We are painfully conscious that due to the total depravity of all men not everyone is prepared to or will receive such teaching on marriage, save those to whom it is given. But for that same reason we can be and are sure that the grace of God, which is peculiar to His elect, will prove efficacious in causing His true people to take heed to the Word of God regarding marriage, with its implications for divorce and remarriage. Thus, He that is able to receive this Word, let him receive it (Matt. 19:11-12)!

1The public vows or oaths may take place in an ecclesiastical or non-ecclesiastical context. What matters is the public oath (which is taken in the presence of God who is witness of this oath). From that moment on the couple have been joined in marriage before Him for life, and they are bound to live accordingly (cf. Num. 30:2; Prov. 20:25; Ecc. 5:2-6).
2For the interpretation of Deuteronomy 24 and what the Lord Jesus says concerning the temporary Mosaic prescriptions regarding divorce and remarriage at that time, see David J. Engelsma, Marriage: the Mystery of Christ and the Church (Jenison, MI: RFPA, 1998), pp. 96-102.

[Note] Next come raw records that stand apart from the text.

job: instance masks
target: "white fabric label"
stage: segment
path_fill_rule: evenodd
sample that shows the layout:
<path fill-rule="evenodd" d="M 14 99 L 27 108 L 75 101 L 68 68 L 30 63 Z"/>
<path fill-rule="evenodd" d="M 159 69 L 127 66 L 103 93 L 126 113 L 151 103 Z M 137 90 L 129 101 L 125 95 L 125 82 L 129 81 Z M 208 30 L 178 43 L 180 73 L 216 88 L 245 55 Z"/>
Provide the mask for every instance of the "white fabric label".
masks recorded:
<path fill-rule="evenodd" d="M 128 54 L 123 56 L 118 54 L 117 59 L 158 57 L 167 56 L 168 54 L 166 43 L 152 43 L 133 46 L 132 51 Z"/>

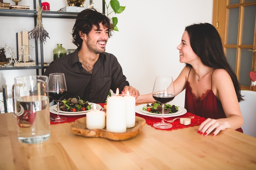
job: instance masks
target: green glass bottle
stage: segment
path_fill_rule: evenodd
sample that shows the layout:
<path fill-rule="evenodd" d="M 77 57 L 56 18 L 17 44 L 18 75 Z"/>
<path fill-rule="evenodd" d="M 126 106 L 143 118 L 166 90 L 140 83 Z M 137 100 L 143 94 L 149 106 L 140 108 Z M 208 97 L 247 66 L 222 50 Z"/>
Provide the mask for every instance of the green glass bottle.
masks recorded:
<path fill-rule="evenodd" d="M 67 50 L 62 47 L 62 44 L 57 44 L 57 48 L 53 50 L 53 60 L 58 58 L 67 55 Z"/>

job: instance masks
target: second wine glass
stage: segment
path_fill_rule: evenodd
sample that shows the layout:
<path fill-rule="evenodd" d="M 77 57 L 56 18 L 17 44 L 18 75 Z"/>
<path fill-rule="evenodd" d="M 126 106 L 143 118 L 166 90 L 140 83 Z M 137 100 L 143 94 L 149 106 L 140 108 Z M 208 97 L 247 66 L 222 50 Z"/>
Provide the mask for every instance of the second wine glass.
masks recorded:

3Check out the several meanings of the verb "to adulterate." "To break" is not among them.
4See, for example, the CPRC Marriage Resources.
5See "Holy Children" for a correct exegesis of I Corinthians 7:14.
6The Greek word translated "under bondage" (AV) is dedoulotai does not mean "is not bound" but "is not under bondage," which is very different! The Greek word used for "bond" is different. The word used in I Corinthians 7:15 is used elsewhere in Scripture and never denotes marriage (cf. Acts 7:6; Rom. 6:18, 22; I Cor. 9:19; Gal. 4:3; Titus 2:3; II Peter 2:19). The verb deo, correctly translated "bond" or "bound," is used in I Corinthians 7:2. Deo means to bind together, to be bound in marriage; but douloo, on the other hand, means to be under bondage. The passage, then, is not saying that the believer is not bound anymore in marriage! This idea is not in the text, nor does it fit with or arise from the context. This being so, the believer cannot remarry without adulterating that former, still existing bond, that is, without living in adultery against his/her spouse.
7How complicated and painful would be the situation of a deserted believer who has remarried, if later his/her unbelieving spouse were to seek reconciliation, perhaps even after having become a Christian?
8For a historical treatment, see Engelsma, Marriage: the Mystery of Christ and the Church, pp. 145-229.